Operational Center for Information Security (OCIS)
About the service
Order
Operational Center for Information Security (OCIS): 24/7 monitoring in the Security Operations Center (SOC) format, compliance with information security requirements, and expert support — from 390,000 tenge per month; onboarding — from 1 week; discounts for advance payment — up to 25%.
We provide free consultations on information security requirements.
Research of your digital assets
The SOC team will conduct a full analysis of your infrastructure components. As a result, you will receive complete information about what needs to be protected first and what threatens you specifically. Our experts will tell you how to prevent attacks on your organization.
Detection of threats and anomalies
SOC specialists continuously monitor activity in your infrastructure. This allows us to identify suspicious events, abnormal user behavior and other potential threats. Our experts will determine an attack or incident that needs to be stopped at an early stage.
Detection of incidents
SOC analysts analyze the detected events and incidents, determine the nature and scale of the incident, and detail the affected infrastructure components. Our experts work with your team to develop a strategy to respond to and respond to a critical attack.
Rapid response
The SOC rapid response team creates a single point of incident management, coordinates the actions with you needed to stop an attack and fix vulnerabilities. Our experts provide recommendations for system recovery, helping to reduce downtime and mitigate the impact of an incident.
Proactive defense
Highly skilled SOC analysts and experts work with you to identify threats using a combination of proactive incident prevention measures using their strong analytical and technical skills. Our experts will find attackers hiding on your network before criminals can carry out an attack or achieve their goals.
Improve security measures
The SOC team provides you with valuable information and recommendations for improving security measures and practices. Incident and threat analysis helps you better understand the weaknesses of your company's IT assets. Our experts will design more effective infrastructure protection for you.
Who is a OCIS right for?
Critical Information and Communication Infrastructure
High level of critical infrastructure security, compliance with the requirements of the legislation of the Republic of Kazakhstan.
Financial institutions
Enterprise-level service in addition to the strategic actions of a professional information security team within the company.
Small businesses
24/7 infrastructure monitoring and increased resilience to cyber risks without increasing staff or hiring expensive specialists.
Private information systems for citizens and businesses
Increased security level of data exchange with eGov systems and protocols.
Advantages
High level of expertise
Our employees are certified to CISM (ISACA), CISP (CITSEC), OSCP, Fortinet NSE, ISO/IEC 27001, MITRE (Caldera).
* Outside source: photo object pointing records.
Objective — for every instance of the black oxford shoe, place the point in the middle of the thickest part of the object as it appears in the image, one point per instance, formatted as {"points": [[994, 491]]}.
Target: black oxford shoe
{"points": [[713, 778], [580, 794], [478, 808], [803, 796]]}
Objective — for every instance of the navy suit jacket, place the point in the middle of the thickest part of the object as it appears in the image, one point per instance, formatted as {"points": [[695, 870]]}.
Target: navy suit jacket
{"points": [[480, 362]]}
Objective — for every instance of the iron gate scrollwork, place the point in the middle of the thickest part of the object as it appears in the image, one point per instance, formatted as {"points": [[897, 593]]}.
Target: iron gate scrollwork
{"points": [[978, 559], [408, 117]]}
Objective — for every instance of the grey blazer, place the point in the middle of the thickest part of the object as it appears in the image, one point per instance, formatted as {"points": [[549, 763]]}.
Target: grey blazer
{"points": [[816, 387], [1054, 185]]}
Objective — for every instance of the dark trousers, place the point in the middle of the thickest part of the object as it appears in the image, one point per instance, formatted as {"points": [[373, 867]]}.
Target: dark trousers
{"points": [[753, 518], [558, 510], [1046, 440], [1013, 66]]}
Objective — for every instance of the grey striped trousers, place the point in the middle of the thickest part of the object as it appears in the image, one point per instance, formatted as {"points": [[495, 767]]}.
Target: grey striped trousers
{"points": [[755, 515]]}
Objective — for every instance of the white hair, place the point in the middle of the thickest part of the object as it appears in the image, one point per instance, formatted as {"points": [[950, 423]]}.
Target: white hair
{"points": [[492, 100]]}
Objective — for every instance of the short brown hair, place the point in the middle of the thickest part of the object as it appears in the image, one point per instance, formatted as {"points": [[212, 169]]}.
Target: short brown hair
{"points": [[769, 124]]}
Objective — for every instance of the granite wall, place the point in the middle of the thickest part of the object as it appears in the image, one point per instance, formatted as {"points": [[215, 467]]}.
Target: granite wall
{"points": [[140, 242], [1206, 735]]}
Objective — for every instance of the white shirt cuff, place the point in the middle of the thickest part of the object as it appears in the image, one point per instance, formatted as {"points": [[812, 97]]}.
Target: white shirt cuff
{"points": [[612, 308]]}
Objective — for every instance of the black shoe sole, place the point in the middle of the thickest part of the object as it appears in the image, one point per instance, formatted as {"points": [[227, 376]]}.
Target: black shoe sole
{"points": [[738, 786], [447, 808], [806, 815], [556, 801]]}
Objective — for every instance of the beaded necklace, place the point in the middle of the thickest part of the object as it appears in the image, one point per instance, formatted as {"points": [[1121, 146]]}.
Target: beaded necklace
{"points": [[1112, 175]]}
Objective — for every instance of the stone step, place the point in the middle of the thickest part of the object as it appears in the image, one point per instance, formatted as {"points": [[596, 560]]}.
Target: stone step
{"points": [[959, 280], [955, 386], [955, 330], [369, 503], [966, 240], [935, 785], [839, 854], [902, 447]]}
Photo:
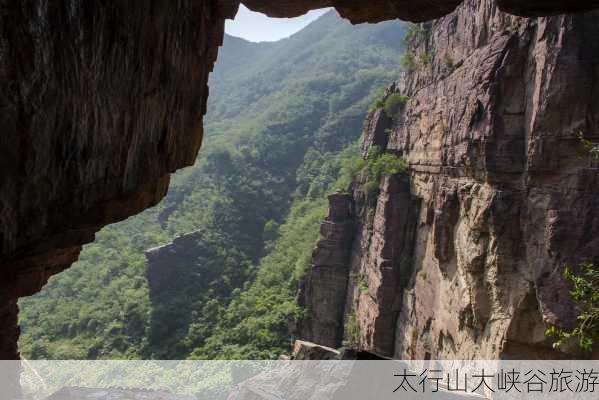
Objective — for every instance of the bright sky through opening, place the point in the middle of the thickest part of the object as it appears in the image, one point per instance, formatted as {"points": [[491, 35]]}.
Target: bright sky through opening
{"points": [[257, 27]]}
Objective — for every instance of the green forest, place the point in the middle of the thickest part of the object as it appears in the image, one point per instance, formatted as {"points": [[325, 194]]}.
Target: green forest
{"points": [[281, 132]]}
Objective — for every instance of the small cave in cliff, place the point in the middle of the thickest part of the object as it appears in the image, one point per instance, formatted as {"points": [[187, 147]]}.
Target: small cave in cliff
{"points": [[449, 243]]}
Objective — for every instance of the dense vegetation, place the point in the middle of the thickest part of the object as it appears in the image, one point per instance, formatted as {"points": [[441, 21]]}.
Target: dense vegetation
{"points": [[585, 293], [279, 116]]}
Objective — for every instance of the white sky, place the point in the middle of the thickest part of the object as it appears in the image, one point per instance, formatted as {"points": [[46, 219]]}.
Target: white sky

These certificates confirm our competence in both offensive (offensive / RedTeam) and defensive (defensive /
BlueTeam) security. Our experts collect the most valuable threat information manually or automatically from
endpoints and other elements of the companys infrastructure, from open and closed sources in the network space and
industry data flows, and analyze the results and transform them into a format convenient for practical use. As a
result, if something has happened or is about to happen to your infrastructure, we will know about it and will be
able to prevent an incident or minimize its consequences.
Full compliance with legislation and industry standards
Our SOC fully complies with the qualification requirements of the National Security Committee of the Republic of Kazakhstan for operational centers for information security (OCIS) and is licensed to carry out this type of activity. We help Crinitcal Information and Communication Infrastructure enterprises and SME organizations ensure compliance with the regulatory requirements of the legislation of the Republic of Kazakhstan, including when passing tests of the State Technical Service. We comply with international security criteria such as ISO/IEC 27001, PCI DSS and store data within the Republic of Kazakhstan. We continuously develop information security management practices and comply with payment card data processing standards.
Security with common sense and a human face
Our SOC team will provide technologies, resources and personnel depending on the complexity of your infrastructure and the tasks at hand. We develop individual rules for correlating security events according to your instructions or based on best practices. Working with you, we explain threats, the degree of risk, and provide reasonable information for decision-making in simple human language.